Among the earliest arms control treaties were the LIMITED TEST BAN TREATY (LTBT), an agreement that prohibited nuclear test explosions in the atmosphere, under water, or in space, which was signed in 1963 by the United States, Britain, and the USSR, and the 1972 Biological Weapons Convention, a superpower treaty that banned biological weapons and provided for the destruction of existing stockpiles. The 1972 convention was the first and only example, since 1945, of true disarmament of an entire weapons category. Although negotiation on a comprehensive test ban—an agreement that would prohibit all nuclear testing—continued, this solution remained elusive. Nevertheless, in 1974, the superpowers signed the Threshold Test Ban Treaty (TTBT), which limits nuclear tests to explosive yields of less than 150 kilotons. (A kiloton represents the explosive force of one thousand tons of TNT). But the TTBT did not prevent the superpowers from developing nuclear warheads (the bomb-carrying segments of a nuclear missile) with power exceeding 150 kilotons; warheads on the Soviet SS-17 missile possess as much as a 3.6-megaton capacity. (A megaton equals 1 million tons of TNT.) In 1976, the superpowers signed the Peaceful Nuclear Explosions Treaty (PNET), which banned so-called peaceful nuclear testing.

Numerous arms control agreements have been designed to improve communications between the superpowers. The first of these, coming just after the Cuban Missile Crisis, was the 1963 HOT LINE AGREEMENT, setting up a special telegraph line between Moscow and Washington. In 1978, the hot line was updated by a satellite link between the two superpowers. The United States and the USSR also sought to create protocols designed to prevent an accidental nuclear war. This effort led to the 1971 agreement, Measures to Reduce the Risk of Outbreak of Nuclear War, which required advance warning for any missile tests and immediate notification of any accidents or missile warning alerts.

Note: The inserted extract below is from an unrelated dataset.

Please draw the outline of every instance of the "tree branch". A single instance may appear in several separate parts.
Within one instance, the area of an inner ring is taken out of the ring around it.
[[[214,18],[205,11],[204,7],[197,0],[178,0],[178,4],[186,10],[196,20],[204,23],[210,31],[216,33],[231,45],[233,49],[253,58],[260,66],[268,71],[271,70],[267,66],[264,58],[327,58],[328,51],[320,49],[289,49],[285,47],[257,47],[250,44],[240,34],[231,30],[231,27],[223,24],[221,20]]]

One highly celebrated arms control agreement is the 1968 Treaty on the Non-Proliferation of Nuclear Weapons, or Non-Proliferation Treaty, designed to prevent the spread of nuclear weapons to other countries. The agreement involves well over one hundred states. Under it, countries not possessing nuclear weapons give up their right to acquire such weapons, and countries with nuclear weapons waive their rights to export nuclear weapons technology to countries lacking that technology.

Another class of arms control treaties seeks to ban weapons from as-yet-unmilitarized areas. These include the 1959 ANTARCTIC TREATY, which prohibits military bases, maneuvers, and tests on the Antarctic Continent; the 1967 Outer Space Treaty, a ban on the testing or deployment of "weapons of mass destruction" in Earth's orbit or on other bodies in the solar system; the 1967 Tlatelolco Treaty, prohibiting nuclear weapons in Latin America; and the 1971 Seabed Treaty, banning the placement of weapons of mass destruction on or below the seabed.